The Professor paused. He spread wide his arms in a gesture to express futility. "I had as well stood on the highest peak of the Rockies and read my manuscript to space. The distinguished traveller and author!" With a hand upon his heart, he bowed gravely. "The author of one thousand volumes of uncut leaves. Useless! Well, I suppose Harassan found the one I gave him of some service, for he got most of his famous Chinese lecture out of it. There was some pretty good stuff in that book, too, but Harassan was the only man I ever heard of who agreed with me; and he—well, he was a successful idiot."
"And of course you never shared the benefits he reaped," said I.
"Benefits from Harassan?" The Professor laughed. "Why, David, you might have thought that I had ruined Harassan from the way he talked when he received a letter from Todd, that president of yours.
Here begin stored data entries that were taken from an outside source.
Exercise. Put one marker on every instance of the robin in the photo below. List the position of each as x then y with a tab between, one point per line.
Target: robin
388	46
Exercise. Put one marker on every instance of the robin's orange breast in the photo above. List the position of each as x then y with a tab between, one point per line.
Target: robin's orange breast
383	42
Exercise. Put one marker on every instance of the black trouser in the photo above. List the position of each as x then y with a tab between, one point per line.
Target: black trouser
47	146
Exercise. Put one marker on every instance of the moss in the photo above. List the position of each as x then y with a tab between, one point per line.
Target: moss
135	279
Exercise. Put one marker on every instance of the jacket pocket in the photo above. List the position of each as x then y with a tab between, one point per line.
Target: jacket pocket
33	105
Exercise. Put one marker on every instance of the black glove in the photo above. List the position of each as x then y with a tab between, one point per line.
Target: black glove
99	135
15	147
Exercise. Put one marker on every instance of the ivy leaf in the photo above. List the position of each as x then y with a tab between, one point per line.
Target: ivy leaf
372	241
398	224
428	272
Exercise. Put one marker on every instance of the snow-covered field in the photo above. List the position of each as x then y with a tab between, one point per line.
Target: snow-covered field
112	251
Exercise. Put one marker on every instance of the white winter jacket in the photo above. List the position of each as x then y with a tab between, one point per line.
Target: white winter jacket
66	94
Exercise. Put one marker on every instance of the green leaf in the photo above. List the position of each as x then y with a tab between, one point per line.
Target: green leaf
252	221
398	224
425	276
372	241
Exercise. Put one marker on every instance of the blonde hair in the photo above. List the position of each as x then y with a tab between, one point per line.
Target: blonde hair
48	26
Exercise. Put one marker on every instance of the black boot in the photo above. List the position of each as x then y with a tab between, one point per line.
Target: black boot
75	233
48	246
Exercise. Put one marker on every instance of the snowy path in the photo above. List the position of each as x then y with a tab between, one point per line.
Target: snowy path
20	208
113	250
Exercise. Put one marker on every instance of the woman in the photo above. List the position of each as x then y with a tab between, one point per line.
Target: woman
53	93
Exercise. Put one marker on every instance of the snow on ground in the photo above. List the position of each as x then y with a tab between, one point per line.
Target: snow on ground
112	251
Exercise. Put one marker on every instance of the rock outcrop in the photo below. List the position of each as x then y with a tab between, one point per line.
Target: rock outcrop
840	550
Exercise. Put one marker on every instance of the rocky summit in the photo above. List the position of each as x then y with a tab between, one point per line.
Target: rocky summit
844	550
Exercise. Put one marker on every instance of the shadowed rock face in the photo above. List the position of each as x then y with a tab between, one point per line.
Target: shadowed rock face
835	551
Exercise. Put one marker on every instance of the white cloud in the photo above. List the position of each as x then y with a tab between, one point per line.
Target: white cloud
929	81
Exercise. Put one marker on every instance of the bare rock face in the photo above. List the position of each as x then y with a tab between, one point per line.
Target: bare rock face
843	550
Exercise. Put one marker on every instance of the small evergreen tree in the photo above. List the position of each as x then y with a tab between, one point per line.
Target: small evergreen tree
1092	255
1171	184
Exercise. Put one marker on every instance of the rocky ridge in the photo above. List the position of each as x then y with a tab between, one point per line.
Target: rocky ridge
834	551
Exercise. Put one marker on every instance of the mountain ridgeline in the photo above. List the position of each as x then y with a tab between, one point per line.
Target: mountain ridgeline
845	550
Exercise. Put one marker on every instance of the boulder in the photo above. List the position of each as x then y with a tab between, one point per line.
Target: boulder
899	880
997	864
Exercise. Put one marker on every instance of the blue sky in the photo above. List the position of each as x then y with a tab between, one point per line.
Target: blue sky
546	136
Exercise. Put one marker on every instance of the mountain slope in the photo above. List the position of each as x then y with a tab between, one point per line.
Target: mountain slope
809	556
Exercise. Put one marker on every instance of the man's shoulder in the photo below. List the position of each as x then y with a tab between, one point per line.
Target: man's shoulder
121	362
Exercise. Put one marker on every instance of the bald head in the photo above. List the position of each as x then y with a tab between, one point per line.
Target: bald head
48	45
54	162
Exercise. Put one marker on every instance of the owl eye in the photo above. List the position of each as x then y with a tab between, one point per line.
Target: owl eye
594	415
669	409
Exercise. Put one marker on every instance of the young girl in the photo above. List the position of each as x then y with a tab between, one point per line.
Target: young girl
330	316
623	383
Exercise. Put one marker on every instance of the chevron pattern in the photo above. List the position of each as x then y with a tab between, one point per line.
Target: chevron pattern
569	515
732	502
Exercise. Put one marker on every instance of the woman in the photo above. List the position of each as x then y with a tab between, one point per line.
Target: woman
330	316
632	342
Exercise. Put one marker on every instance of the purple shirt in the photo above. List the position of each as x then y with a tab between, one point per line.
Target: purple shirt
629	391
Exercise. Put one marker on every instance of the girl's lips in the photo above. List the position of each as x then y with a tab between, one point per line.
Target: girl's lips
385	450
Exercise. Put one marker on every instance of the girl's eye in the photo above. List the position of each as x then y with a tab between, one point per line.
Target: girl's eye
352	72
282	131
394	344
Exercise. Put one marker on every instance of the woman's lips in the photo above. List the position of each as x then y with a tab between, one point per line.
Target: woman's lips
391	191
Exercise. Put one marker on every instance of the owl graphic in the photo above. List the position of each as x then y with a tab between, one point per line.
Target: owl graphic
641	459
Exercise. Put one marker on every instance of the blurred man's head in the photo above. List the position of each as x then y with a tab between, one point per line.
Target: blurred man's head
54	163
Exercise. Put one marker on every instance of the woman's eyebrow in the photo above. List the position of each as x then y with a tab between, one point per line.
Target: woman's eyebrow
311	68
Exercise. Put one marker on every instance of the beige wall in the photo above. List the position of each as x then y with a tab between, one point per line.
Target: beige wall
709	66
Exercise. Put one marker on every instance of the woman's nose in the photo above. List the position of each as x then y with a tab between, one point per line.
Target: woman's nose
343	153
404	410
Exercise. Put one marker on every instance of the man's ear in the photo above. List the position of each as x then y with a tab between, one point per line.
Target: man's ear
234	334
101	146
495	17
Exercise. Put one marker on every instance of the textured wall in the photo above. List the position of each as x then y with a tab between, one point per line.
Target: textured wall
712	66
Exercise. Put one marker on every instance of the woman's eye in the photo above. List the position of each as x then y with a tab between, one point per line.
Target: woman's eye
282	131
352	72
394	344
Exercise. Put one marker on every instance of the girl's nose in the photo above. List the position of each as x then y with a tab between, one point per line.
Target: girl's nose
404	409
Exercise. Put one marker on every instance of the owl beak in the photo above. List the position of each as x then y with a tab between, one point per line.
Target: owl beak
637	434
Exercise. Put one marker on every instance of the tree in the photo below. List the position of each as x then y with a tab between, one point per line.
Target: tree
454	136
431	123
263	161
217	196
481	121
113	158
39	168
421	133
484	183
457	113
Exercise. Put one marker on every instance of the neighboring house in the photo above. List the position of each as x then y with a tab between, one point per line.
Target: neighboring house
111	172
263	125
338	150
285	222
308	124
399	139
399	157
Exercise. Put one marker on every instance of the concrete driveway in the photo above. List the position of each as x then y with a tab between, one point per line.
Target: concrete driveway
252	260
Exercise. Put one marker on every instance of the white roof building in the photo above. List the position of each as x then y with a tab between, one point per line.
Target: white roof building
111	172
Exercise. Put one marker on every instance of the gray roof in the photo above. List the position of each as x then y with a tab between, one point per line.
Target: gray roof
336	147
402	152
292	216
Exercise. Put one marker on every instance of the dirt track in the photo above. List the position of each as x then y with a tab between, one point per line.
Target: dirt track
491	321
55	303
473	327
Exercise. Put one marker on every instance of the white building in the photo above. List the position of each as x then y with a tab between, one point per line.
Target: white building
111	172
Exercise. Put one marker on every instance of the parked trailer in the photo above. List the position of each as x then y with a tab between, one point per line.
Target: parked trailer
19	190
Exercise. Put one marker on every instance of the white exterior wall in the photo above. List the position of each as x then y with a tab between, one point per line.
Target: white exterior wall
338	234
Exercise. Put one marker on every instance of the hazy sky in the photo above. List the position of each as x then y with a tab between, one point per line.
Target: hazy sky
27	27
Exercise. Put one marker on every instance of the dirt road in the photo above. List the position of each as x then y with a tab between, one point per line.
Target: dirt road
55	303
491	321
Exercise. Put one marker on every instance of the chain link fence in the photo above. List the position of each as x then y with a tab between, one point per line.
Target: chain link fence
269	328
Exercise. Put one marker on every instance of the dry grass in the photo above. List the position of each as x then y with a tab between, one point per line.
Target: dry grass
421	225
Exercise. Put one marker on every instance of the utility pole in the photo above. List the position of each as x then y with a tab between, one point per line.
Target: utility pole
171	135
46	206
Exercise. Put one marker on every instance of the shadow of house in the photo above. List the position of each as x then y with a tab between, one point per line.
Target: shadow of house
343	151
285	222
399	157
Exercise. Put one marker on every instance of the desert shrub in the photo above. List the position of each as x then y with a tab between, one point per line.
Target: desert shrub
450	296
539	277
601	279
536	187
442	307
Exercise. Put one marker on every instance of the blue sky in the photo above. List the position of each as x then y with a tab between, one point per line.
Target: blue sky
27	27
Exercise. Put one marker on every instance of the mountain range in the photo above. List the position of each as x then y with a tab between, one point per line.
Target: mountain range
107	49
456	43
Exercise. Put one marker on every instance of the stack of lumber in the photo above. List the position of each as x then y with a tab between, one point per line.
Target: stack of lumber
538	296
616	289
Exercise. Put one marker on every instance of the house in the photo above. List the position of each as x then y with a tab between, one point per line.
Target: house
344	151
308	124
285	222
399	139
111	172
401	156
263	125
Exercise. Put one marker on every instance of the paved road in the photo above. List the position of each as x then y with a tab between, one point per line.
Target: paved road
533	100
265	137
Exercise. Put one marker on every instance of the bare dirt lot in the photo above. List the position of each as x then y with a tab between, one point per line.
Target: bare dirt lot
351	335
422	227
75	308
Todd said that I would subvert the morals of the country. So the Reverend Valerian and I parted with words—he to go to China in his mind, I to work my way there in the body." The Professor rested himself on the bed, and between puffs at his pipe continued: "I had an idea of going to Tibet. That seemed to be really doing something—to go to Lhasa and unveil its mysteries to the world. I started from Peking, afoot mostly, and so you see I didn't make very rapid progress, and while walking I had plenty of time to think. When I was about half-way to the border, the absurdity of the thing came to me—spending years to get into Tibet, only to find there a filthy land ruled by a mad religion. I got almost to Shen-si, and turned back. Somehow China suited me. I fell into the Chinese way of thinking, and might have gone on satisfied with a daily dole of rice and fish had it not been for Penelope. I never could forget Penelope. Always, it seemed to me, she must be waiting for me to come back with my promises fulfilled, to return a man she could be proud to own her father. It looked pretty black for me then, David. China isn't a place to accomplish much, and I might as well have gone on to Lhasa as to do what I did—work three years in the consulate at Che-Foo as interpreter and useful man, eyes, arms, and brains for a politician from Missouri. But my one purpose was to get home, to see Penelope, to see her a woman grown, and perhaps—I would say to myself sometimes—to speak to her."